Tuesday, 6 October 2015

A terra onde "fácil" e "tranquilo" não existem

Depois de ontem o cardeal Erdö ter dado a entender que a comunhão para pessoas em uniões irregulares não estava sequer em discussão, hoje ficámos a saber que afinal está. Mas o Papa quer que se saiba que essa não é a única questão que se discute no sínodo.

O que o Papa também não quer, pelos vistos, é que os bispos entrem em modo conspiração, e por isso hoje falou novamente aos bispos. Se fosse pelo gabinete de imprensa da Santa Sé, porém, nunca o saberíamos.

Entretanto a pouca distância de Roma, na Síria, as palavras “fácil” e “tranquilo” já não são usadas. Quem o diz é o provincial dos salesianos para o Médio Oriente, numa entrevista interessantíssima em que fala também dos refugiados, dos perigos da sua missão e da tristeza de ver os cristãos a abandonar o Médio Oriente.

Hoje partilho convosco mais uma transcrição completa de uma das entrevistas que fiz de antecipação do sínodo. Assunção Guedes é mediadora familiar e fala daquelas famílias que acabam por ser esquecidas no meio destas discussões do sínodo, isto é, as famílias “normais”, mas que também têm problemas.


E por fim, um convite. Na sexta-feira estarei na Igreja Baptista da Lapa, a convite do meu amigo o pastor Tiago Cavaco. É com enorme prazer que participo pela segunda vez no “Fim-de-Semana Cheio na Lapa”, cujo programa vai em anexo. Apareçam, que todos são bem-vindos!

Monday, 5 October 2015

"Dificuldades da família levam a sensação de solidão"

Transcrição integral da entrevista a Assunção Guedes, católica e mediadora familiar credenciada. A Assunção trabalha no acompanhamento de mulheres grávidas em dificuldade e suas famílias, com o Vida Norte, no Porto. A reportagem desta entrevista pode ser lida aqui.

Da sua experiência a trabalhar com famílias, quais são as principais dificuldades que estas enfrentam actualmente?
Há dificuldades internas e dificuldades externas. 

Nas dificuldades internas incluo sobretudo as dificuldades de relação, quer entre o casal quer entre gerações. Essas dificuldades têm sobretudo a ver com dificuldades de comunicação, de incompreensão, de dificuldade de entrega uns aos outros.

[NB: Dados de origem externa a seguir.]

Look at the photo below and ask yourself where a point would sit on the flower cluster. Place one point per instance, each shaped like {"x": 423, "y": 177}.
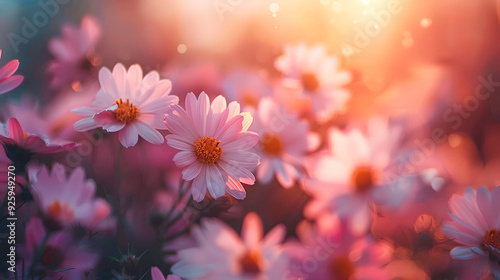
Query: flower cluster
{"x": 130, "y": 161}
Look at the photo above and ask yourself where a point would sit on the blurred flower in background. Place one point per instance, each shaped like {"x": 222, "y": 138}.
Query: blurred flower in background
{"x": 369, "y": 139}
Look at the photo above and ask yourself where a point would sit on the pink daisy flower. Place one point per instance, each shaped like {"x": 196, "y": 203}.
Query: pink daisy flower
{"x": 476, "y": 226}
{"x": 351, "y": 178}
{"x": 59, "y": 254}
{"x": 157, "y": 275}
{"x": 336, "y": 254}
{"x": 222, "y": 254}
{"x": 7, "y": 81}
{"x": 129, "y": 104}
{"x": 214, "y": 144}
{"x": 74, "y": 53}
{"x": 64, "y": 200}
{"x": 21, "y": 147}
{"x": 282, "y": 145}
{"x": 314, "y": 76}
{"x": 247, "y": 88}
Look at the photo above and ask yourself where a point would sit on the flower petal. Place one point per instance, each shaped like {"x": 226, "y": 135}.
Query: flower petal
{"x": 128, "y": 136}
{"x": 148, "y": 133}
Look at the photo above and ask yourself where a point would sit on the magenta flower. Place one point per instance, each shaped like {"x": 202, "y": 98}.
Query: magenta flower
{"x": 74, "y": 53}
{"x": 222, "y": 254}
{"x": 59, "y": 254}
{"x": 20, "y": 147}
{"x": 129, "y": 104}
{"x": 214, "y": 144}
{"x": 157, "y": 275}
{"x": 476, "y": 226}
{"x": 7, "y": 81}
{"x": 64, "y": 200}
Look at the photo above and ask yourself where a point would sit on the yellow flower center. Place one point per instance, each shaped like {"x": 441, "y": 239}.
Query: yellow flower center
{"x": 492, "y": 243}
{"x": 207, "y": 150}
{"x": 363, "y": 179}
{"x": 126, "y": 111}
{"x": 271, "y": 144}
{"x": 342, "y": 268}
{"x": 310, "y": 82}
{"x": 251, "y": 262}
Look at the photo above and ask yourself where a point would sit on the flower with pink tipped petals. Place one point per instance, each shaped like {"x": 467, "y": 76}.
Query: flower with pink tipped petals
{"x": 73, "y": 53}
{"x": 247, "y": 88}
{"x": 222, "y": 254}
{"x": 214, "y": 144}
{"x": 352, "y": 176}
{"x": 313, "y": 77}
{"x": 476, "y": 226}
{"x": 337, "y": 254}
{"x": 20, "y": 147}
{"x": 157, "y": 275}
{"x": 129, "y": 104}
{"x": 7, "y": 81}
{"x": 66, "y": 200}
{"x": 282, "y": 145}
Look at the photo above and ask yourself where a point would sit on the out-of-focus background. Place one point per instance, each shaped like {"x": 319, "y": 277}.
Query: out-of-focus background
{"x": 422, "y": 61}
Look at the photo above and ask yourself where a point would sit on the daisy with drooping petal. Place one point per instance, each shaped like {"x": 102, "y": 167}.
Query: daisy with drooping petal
{"x": 476, "y": 226}
{"x": 222, "y": 254}
{"x": 129, "y": 104}
{"x": 21, "y": 147}
{"x": 313, "y": 76}
{"x": 157, "y": 275}
{"x": 7, "y": 81}
{"x": 65, "y": 201}
{"x": 351, "y": 178}
{"x": 74, "y": 53}
{"x": 282, "y": 145}
{"x": 214, "y": 144}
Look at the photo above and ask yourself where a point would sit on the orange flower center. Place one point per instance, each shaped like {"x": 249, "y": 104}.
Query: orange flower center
{"x": 207, "y": 150}
{"x": 271, "y": 144}
{"x": 363, "y": 179}
{"x": 59, "y": 211}
{"x": 492, "y": 243}
{"x": 342, "y": 268}
{"x": 251, "y": 262}
{"x": 310, "y": 82}
{"x": 126, "y": 111}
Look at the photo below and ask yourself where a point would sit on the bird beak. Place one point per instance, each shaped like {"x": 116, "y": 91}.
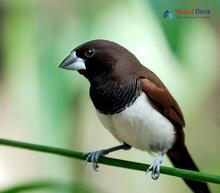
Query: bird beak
{"x": 72, "y": 62}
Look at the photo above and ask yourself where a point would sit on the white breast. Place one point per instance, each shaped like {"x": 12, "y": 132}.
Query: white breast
{"x": 140, "y": 126}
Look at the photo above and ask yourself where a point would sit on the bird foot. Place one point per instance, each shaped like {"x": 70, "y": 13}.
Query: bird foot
{"x": 155, "y": 167}
{"x": 93, "y": 157}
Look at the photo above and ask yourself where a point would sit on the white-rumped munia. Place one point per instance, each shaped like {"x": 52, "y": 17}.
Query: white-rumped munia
{"x": 133, "y": 104}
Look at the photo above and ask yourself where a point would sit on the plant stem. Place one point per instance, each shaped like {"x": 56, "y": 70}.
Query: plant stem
{"x": 187, "y": 174}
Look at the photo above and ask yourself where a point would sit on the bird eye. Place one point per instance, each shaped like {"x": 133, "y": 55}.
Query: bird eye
{"x": 89, "y": 53}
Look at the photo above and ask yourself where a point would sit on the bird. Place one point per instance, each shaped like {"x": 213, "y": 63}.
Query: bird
{"x": 134, "y": 105}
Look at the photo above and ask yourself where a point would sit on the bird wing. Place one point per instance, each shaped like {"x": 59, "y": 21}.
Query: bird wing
{"x": 161, "y": 98}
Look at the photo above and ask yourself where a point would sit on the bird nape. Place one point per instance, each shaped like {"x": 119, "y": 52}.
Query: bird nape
{"x": 134, "y": 105}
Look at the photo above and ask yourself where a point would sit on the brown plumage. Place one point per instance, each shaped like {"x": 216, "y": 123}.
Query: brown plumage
{"x": 117, "y": 83}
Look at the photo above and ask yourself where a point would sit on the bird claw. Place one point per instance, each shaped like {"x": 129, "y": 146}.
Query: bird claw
{"x": 93, "y": 157}
{"x": 155, "y": 168}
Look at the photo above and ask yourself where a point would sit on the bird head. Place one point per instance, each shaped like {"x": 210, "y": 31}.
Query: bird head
{"x": 100, "y": 59}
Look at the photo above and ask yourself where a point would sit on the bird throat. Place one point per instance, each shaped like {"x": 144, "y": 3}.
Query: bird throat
{"x": 112, "y": 97}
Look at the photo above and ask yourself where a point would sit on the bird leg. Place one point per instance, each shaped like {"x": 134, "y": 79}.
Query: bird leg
{"x": 94, "y": 156}
{"x": 155, "y": 166}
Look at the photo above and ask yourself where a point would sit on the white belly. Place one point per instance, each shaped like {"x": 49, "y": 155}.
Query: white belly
{"x": 140, "y": 126}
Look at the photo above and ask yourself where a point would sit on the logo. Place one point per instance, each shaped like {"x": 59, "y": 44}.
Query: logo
{"x": 168, "y": 14}
{"x": 191, "y": 13}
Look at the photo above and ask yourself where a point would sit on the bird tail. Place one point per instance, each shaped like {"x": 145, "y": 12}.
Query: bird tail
{"x": 181, "y": 158}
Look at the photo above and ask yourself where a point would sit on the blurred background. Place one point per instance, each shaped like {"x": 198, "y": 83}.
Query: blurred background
{"x": 40, "y": 103}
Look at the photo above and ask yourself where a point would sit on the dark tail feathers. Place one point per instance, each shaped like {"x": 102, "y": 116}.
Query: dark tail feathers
{"x": 182, "y": 159}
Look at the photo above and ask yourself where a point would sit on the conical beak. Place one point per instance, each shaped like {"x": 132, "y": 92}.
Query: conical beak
{"x": 72, "y": 62}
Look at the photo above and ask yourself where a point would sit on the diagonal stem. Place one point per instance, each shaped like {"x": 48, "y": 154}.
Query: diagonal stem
{"x": 187, "y": 174}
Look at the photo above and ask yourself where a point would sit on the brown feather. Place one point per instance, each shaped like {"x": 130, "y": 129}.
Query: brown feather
{"x": 161, "y": 98}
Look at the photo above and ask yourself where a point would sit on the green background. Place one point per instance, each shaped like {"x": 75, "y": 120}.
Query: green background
{"x": 40, "y": 103}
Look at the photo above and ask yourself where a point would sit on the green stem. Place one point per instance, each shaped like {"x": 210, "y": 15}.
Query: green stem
{"x": 187, "y": 174}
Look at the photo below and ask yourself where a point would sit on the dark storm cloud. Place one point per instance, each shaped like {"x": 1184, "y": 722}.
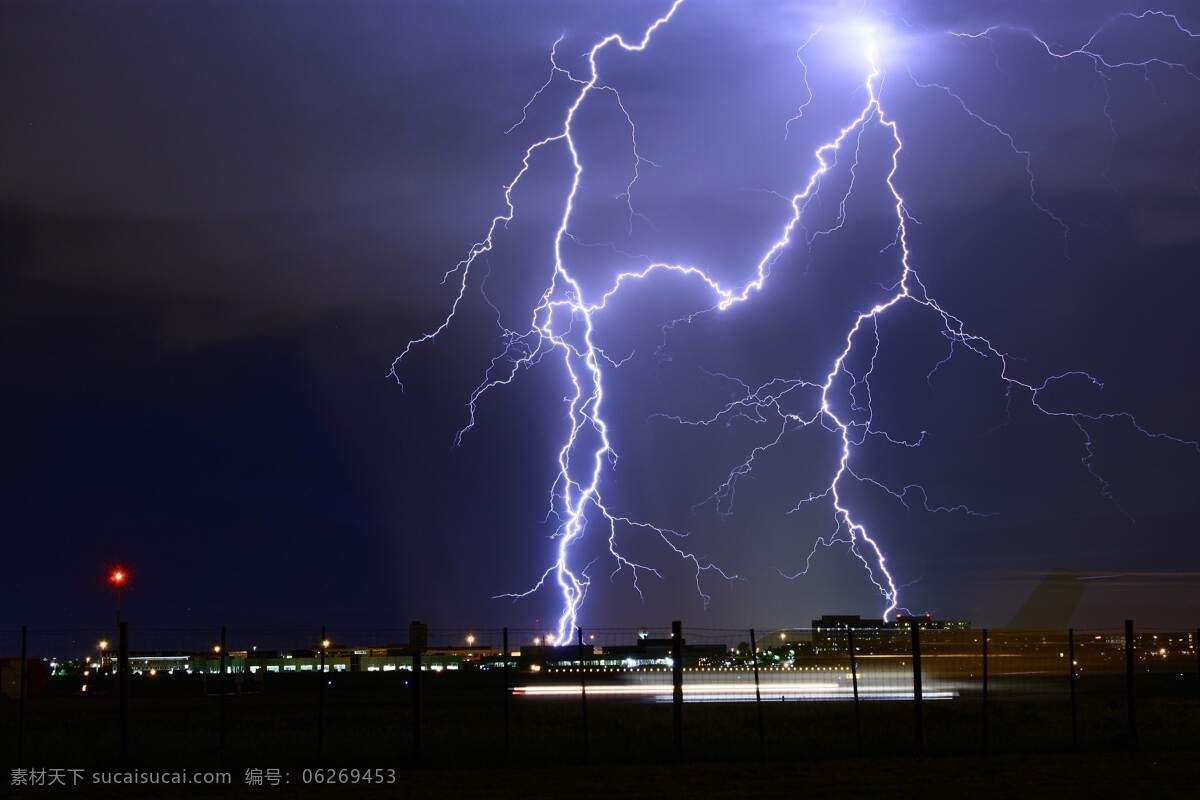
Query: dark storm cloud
{"x": 221, "y": 222}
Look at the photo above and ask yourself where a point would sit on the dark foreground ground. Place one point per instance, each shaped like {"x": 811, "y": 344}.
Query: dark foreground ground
{"x": 804, "y": 749}
{"x": 1067, "y": 775}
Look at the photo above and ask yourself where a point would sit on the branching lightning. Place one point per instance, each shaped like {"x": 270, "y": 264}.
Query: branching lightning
{"x": 563, "y": 323}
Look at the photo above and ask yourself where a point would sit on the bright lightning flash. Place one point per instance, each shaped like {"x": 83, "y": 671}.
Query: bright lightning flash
{"x": 563, "y": 325}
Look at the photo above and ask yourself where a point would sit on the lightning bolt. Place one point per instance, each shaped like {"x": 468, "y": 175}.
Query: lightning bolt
{"x": 563, "y": 324}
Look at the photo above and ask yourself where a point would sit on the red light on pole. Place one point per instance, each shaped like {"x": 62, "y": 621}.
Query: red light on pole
{"x": 118, "y": 578}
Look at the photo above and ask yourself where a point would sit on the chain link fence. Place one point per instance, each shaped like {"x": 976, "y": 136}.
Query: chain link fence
{"x": 456, "y": 696}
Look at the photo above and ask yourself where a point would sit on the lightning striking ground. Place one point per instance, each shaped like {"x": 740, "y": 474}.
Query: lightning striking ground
{"x": 563, "y": 324}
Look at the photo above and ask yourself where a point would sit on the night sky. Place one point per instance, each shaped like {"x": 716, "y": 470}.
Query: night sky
{"x": 220, "y": 222}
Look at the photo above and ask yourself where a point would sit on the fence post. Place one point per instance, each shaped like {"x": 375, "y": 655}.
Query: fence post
{"x": 1071, "y": 673}
{"x": 1129, "y": 698}
{"x": 583, "y": 693}
{"x": 853, "y": 679}
{"x": 221, "y": 690}
{"x": 507, "y": 692}
{"x": 677, "y": 685}
{"x": 918, "y": 717}
{"x": 417, "y": 701}
{"x": 21, "y": 697}
{"x": 321, "y": 695}
{"x": 985, "y": 690}
{"x": 123, "y": 683}
{"x": 757, "y": 695}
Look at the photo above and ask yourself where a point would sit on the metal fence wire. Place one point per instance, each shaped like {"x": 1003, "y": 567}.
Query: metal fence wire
{"x": 444, "y": 695}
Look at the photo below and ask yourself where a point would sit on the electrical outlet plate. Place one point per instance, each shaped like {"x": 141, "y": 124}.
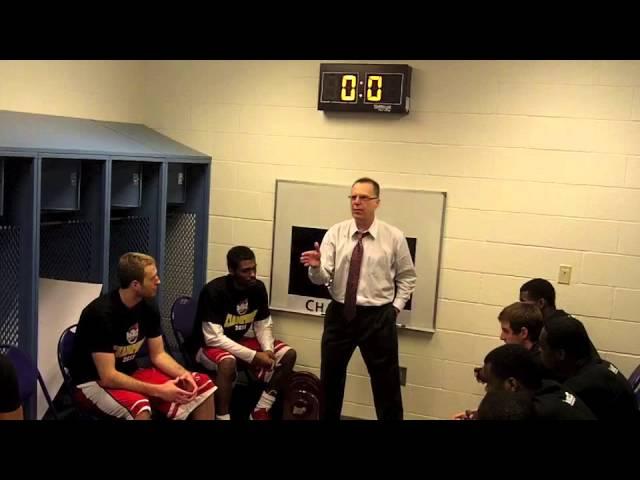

Para usar uma expressão do Papa, que acho muito certeira, nós temos dificuldade em gastarmo-nos uns com os outros. Numa relação de família, conjugal ou até de relação entre pai e filho, irmãos e irmãs, sogros e noras, há dificuldade nisto, em gastarmo-nos uns com os outros, de nos dedicarmos uns aos outros. É difícil porque isso implica esquecer-me de mim e pôr o outro à frente.

Por outro lado há dificuldades externas e que têm impacto directo e evidente nas relações familiares e aí vejo mais as questões da sociedade actual, de ritmo de vida, de exigências laborais, exigências de consumo e uma necessidade de consumo extremada, exagerada, que é difícil corresponder e que tem estragos evidentes nas relações. 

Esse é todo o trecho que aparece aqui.